On Monday, Senate Majority Leader Mitch McConnell told a group of hemp advocates in his home state of Kentucky, that he plans to introduce legislation legalizing the crop as an agricultural commodity in order to “bring agricultural hemp production back into the national mainstream”1 stating:
“I believe hemp has a bright future in our state. It’s now time to take the final step and make this a legal crop for every state that wants to file a plan with the U.S. Department of agriculture.”2
But to do that, the plant must first be removed from the list of controlled substances.
Currently, growing hemp- the same species as marijuana but with only negligible amounts of the THC that gives users a “high”- without a federal permit is illegal due to its classification as a controlled substance. However, McConnell is hopeful that hemp can do for Kentucky what tobacco once did.

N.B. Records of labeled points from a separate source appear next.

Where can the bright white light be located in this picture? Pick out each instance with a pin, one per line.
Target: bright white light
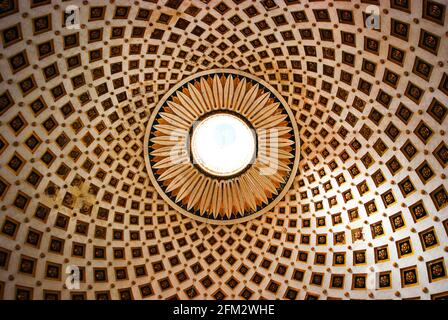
(222, 144)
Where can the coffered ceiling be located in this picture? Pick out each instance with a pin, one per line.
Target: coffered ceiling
(366, 215)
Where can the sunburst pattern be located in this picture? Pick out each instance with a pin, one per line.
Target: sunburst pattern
(217, 199)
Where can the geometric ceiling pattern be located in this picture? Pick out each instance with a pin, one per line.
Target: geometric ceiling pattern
(366, 216)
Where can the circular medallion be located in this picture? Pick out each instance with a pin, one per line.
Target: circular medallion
(222, 147)
(222, 144)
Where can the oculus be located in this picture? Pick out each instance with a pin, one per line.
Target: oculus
(222, 147)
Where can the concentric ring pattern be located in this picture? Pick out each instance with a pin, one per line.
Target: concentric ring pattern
(365, 218)
(210, 198)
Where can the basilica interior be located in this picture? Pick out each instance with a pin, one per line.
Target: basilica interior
(357, 205)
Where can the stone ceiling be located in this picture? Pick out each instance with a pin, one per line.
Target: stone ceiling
(366, 217)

The 2014 federal Farm Bill allowed state agriculture departments to designate hemp projects for research and development. And thus far, more than 30 states have authorized that research, including Kentucky, “where agriculture officials have approved about 12,000 acres to be grown in the state this year.”3 Once grown, 57 processors in Kentucky are turning the raw product into a number of products.
If McConnell succeeds, it could mean big business for Kentucky and many other states. And we need new industry.
McConnell says he will have a discussion with Attorney General Jeff Sessions, who has some strong opinions on marijuana, to clear up any confusion about the plant.